Die jüngeren Debatten zum Thema Religion und Gesellschaft werden von großräumigen und durchaus widersprüchlichen Zeitdiagnosen mitgeprägt. Galten Säkularisierungsthesen lange Zeit als fragloser Konsens, so werden in den letzten Jahren auch Diagnosen wie jene vom „Megatrend Spiritualität“, von der „Rückkehr der Religion(en)“ und ähnliche vertreten.

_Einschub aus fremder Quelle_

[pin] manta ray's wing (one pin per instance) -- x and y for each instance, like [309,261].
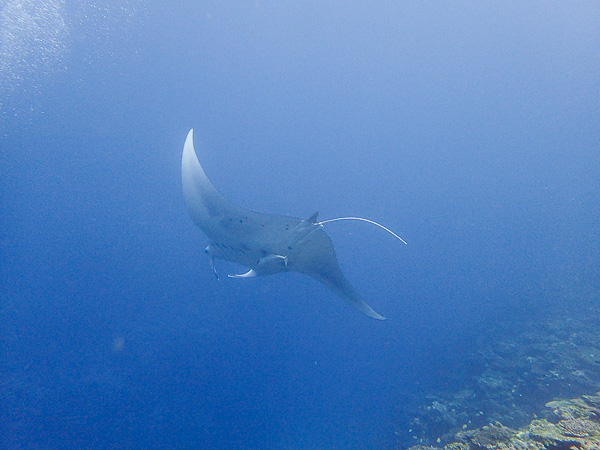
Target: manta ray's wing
[265,243]
[317,259]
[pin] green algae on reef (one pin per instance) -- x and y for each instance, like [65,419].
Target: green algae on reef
[576,425]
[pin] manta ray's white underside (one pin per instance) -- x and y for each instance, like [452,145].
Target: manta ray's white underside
[265,243]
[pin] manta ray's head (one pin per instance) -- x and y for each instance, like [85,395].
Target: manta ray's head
[265,243]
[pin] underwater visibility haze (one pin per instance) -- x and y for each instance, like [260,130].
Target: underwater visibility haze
[470,129]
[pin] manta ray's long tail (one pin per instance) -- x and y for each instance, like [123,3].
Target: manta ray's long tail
[363,220]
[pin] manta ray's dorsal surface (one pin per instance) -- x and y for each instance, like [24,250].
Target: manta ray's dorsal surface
[265,243]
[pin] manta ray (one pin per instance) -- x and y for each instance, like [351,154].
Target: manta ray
[265,243]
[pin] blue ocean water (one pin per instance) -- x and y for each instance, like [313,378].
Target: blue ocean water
[471,129]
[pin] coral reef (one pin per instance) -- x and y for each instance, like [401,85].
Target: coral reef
[576,426]
[512,371]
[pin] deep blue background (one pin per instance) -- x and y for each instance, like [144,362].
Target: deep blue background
[472,129]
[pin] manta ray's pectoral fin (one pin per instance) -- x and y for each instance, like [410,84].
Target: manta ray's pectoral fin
[209,250]
[313,217]
[272,259]
[249,274]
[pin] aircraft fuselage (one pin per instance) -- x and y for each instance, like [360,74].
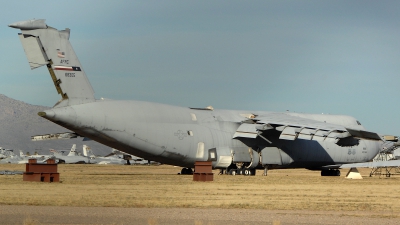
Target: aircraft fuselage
[180,136]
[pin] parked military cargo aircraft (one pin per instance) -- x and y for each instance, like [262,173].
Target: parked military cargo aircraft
[238,141]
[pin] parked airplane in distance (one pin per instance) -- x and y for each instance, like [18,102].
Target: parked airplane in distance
[72,158]
[110,159]
[238,141]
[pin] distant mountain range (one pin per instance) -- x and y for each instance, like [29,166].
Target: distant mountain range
[19,121]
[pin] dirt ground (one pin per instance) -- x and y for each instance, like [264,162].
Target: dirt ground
[11,214]
[91,194]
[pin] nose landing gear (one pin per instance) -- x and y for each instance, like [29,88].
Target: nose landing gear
[330,172]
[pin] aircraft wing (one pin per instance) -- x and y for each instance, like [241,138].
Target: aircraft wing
[66,135]
[389,163]
[292,128]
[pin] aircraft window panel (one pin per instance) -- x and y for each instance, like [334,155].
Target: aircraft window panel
[200,150]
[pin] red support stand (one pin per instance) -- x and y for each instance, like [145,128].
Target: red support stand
[41,172]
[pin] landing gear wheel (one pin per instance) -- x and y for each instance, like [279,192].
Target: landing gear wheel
[232,172]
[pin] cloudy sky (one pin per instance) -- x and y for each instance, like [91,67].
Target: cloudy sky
[332,57]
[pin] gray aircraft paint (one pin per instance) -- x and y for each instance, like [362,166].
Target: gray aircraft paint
[180,136]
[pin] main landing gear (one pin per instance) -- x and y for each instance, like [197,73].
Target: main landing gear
[331,172]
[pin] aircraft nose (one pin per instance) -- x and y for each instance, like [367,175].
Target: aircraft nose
[47,114]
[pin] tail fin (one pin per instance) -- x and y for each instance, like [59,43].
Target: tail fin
[72,152]
[84,150]
[45,45]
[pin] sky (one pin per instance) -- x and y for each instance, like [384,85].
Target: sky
[331,57]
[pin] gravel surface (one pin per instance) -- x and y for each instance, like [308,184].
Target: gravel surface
[33,215]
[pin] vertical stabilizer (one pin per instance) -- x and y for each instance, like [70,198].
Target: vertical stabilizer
[44,45]
[72,152]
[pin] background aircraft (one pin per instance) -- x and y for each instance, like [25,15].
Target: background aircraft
[238,141]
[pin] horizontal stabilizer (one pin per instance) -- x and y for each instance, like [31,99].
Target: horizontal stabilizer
[66,135]
[364,134]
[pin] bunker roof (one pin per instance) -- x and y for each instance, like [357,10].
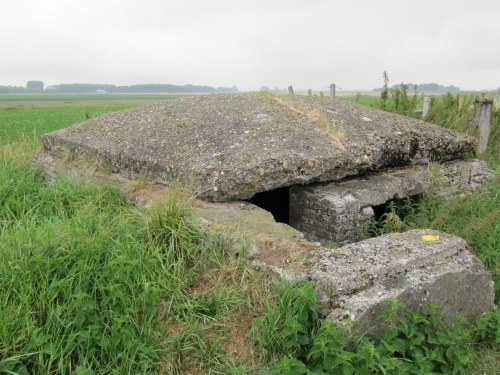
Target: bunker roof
[231,146]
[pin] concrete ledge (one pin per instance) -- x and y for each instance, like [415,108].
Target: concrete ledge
[354,280]
[337,212]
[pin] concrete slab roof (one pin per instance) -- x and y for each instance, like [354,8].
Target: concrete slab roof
[231,146]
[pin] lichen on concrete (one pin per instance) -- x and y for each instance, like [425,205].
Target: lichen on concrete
[231,146]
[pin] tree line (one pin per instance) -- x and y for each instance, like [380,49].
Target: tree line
[425,87]
[38,87]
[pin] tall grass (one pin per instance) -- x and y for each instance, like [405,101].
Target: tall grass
[92,285]
[89,284]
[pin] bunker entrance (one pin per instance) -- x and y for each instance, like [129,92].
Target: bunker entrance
[276,201]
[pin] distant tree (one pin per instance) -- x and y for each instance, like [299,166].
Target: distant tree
[34,86]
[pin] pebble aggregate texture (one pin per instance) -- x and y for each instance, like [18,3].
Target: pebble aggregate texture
[231,146]
[337,212]
[409,267]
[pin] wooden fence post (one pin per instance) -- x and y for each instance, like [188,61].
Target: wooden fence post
[332,91]
[427,106]
[482,122]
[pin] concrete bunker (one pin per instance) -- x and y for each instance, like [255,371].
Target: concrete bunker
[318,169]
[276,201]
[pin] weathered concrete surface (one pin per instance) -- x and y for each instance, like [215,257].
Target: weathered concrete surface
[337,212]
[353,281]
[406,267]
[231,146]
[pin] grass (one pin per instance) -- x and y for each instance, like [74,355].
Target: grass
[90,97]
[91,285]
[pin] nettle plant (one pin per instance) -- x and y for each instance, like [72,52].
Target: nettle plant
[412,342]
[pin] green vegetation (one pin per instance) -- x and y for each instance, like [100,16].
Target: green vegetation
[413,343]
[92,285]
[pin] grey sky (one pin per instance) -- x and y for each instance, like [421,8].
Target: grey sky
[308,44]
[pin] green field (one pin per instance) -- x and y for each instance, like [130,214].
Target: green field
[91,97]
[89,284]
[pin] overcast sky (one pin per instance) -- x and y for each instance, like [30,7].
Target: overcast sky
[254,43]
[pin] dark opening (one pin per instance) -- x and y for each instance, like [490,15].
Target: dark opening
[275,201]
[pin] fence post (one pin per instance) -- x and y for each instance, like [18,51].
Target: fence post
[482,122]
[332,91]
[427,106]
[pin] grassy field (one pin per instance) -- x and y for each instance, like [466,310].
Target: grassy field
[91,285]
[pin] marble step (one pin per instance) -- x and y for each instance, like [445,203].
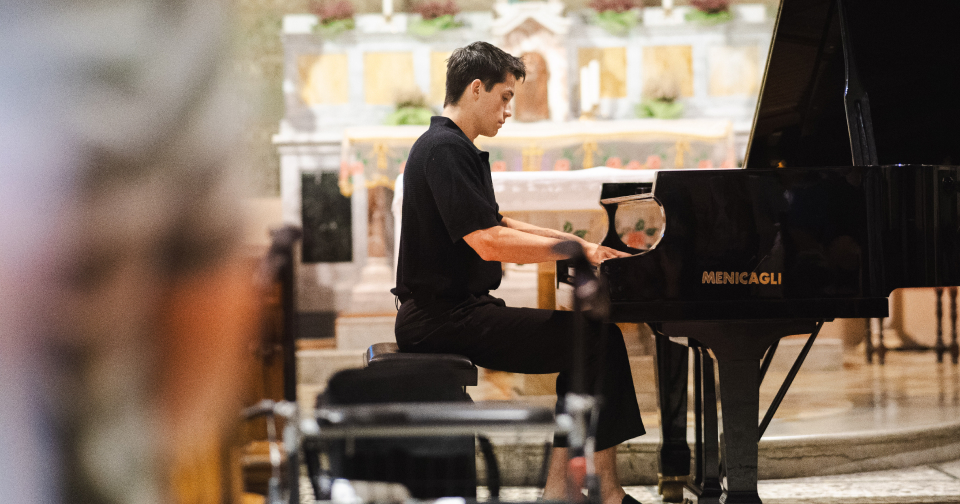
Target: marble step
[520,457]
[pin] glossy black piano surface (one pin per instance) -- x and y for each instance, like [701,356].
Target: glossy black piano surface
[790,243]
[849,191]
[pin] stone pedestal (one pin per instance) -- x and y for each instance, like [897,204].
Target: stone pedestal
[356,333]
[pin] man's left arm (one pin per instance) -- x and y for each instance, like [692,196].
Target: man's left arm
[596,253]
[537,230]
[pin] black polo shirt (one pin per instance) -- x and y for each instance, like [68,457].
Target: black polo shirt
[447,194]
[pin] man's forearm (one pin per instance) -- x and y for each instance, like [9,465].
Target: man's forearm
[536,230]
[505,244]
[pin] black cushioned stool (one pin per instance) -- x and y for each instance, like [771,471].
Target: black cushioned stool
[430,467]
[388,356]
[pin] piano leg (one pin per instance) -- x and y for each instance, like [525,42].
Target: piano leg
[740,396]
[674,453]
[708,449]
[881,347]
[954,348]
[940,348]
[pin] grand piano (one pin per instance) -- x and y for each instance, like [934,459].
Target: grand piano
[849,191]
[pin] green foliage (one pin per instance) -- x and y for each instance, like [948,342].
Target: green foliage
[708,18]
[409,115]
[334,27]
[430,27]
[660,109]
[617,23]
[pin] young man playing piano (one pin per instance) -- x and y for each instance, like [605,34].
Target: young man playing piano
[452,241]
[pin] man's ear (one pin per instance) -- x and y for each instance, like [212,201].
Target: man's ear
[475,87]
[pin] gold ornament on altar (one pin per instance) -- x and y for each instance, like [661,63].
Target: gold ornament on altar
[588,149]
[532,156]
[682,146]
[380,150]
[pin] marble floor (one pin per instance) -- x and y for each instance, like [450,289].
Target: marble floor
[910,391]
[929,484]
[912,397]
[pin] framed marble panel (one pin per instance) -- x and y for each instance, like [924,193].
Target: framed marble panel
[323,79]
[327,219]
[668,64]
[734,71]
[613,68]
[388,76]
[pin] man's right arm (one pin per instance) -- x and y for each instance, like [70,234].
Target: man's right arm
[501,243]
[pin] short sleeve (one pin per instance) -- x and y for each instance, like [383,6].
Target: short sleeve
[454,177]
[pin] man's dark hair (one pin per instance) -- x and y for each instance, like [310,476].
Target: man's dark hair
[483,61]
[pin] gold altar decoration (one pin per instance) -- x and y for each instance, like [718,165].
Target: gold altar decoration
[588,149]
[322,78]
[532,157]
[681,147]
[613,68]
[377,154]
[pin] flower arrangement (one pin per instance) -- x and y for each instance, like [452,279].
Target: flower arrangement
[660,99]
[411,109]
[618,17]
[435,16]
[709,12]
[335,17]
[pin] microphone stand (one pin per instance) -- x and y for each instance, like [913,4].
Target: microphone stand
[580,408]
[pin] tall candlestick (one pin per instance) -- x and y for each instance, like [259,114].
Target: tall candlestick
[594,83]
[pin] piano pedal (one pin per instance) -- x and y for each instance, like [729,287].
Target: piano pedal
[670,488]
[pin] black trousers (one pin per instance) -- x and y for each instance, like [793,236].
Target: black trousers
[530,341]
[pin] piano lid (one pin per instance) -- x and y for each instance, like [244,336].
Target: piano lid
[908,57]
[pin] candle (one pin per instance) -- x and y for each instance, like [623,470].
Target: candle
[584,90]
[594,83]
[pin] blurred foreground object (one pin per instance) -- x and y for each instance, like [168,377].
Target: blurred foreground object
[120,267]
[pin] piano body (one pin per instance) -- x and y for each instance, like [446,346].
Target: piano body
[849,191]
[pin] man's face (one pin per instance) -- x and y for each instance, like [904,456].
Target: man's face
[494,107]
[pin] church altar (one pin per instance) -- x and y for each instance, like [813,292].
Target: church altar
[379,153]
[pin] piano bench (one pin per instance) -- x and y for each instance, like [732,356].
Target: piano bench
[387,356]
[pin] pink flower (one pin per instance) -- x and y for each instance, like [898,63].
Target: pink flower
[711,5]
[330,11]
[614,5]
[432,9]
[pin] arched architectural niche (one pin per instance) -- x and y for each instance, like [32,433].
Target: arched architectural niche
[532,102]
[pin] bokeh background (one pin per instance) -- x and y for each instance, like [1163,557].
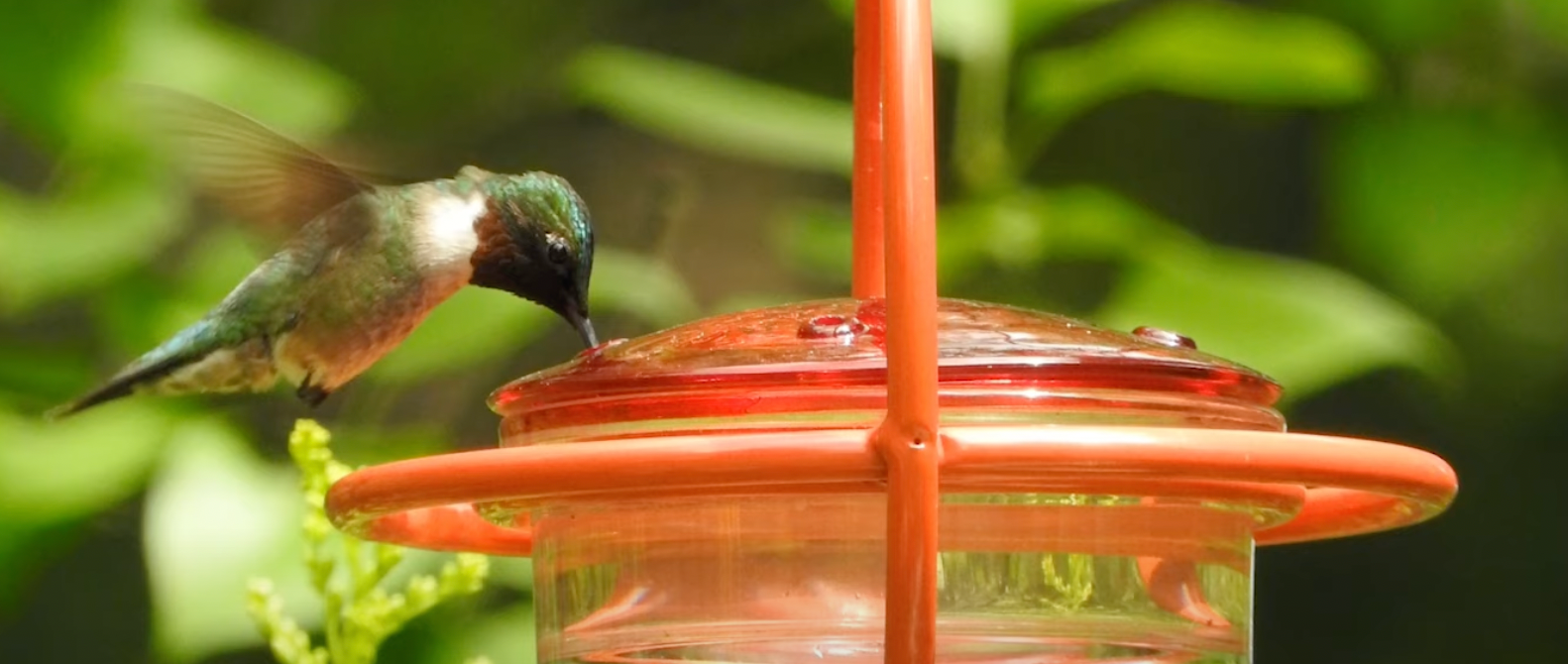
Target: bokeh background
[1363,199]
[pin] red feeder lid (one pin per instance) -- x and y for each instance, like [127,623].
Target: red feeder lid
[997,362]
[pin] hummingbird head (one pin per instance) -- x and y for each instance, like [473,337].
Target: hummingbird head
[535,242]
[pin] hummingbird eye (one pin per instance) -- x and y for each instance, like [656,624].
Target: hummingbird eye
[557,253]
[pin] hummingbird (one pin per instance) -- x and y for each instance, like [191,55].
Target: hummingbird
[363,264]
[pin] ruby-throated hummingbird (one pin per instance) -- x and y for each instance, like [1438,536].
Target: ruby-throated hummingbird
[364,264]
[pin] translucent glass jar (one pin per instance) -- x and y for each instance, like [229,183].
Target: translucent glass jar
[1064,566]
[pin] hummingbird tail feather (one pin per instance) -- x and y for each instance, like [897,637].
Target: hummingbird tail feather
[120,386]
[193,361]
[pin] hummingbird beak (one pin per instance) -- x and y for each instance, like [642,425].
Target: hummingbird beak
[584,328]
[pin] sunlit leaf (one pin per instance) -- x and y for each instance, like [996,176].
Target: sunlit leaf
[818,240]
[476,326]
[1206,49]
[506,636]
[714,110]
[1443,204]
[1305,324]
[52,49]
[956,26]
[69,469]
[175,45]
[1037,16]
[643,286]
[49,250]
[1410,26]
[215,517]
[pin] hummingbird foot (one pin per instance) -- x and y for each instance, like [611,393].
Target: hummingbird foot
[312,394]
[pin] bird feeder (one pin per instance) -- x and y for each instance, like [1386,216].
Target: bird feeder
[892,477]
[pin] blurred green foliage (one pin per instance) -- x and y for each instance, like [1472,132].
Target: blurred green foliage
[1363,199]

Ein ähnlicher Widerspruch ist angelegt, wo man mit der „Entzauberung der Welt“ als Grundzug der Moderne (um Max Webers bekannte Redeweise zu benützen) zunehmend auch Aspekte einer „Wiederverzauberung“ koexistieren sieht. Die nähere Konkretisierung und Einlösung solcher makrodiagnostischer Thesen freilich kommt oft über suggestive Einzelbeispiele, die die eine oder andere Diagnose prima facie stützen, und/oder Gemeinplätze nicht hinaus, und schon allein die verwendete Begrifflichkeit mag oft Verdacht wecken: So sind etwa schon undifferenzierte Verweise auf „die Religion(en)“ problematisch, da es auch in den Religionswissenschaften keine konsensfähige allgemeine Definition von „Religion“ gibt. Man nimmt ein Buch wie das vorliegende also in der Erwartung näherer Klärungen mit Interesse zur Hand.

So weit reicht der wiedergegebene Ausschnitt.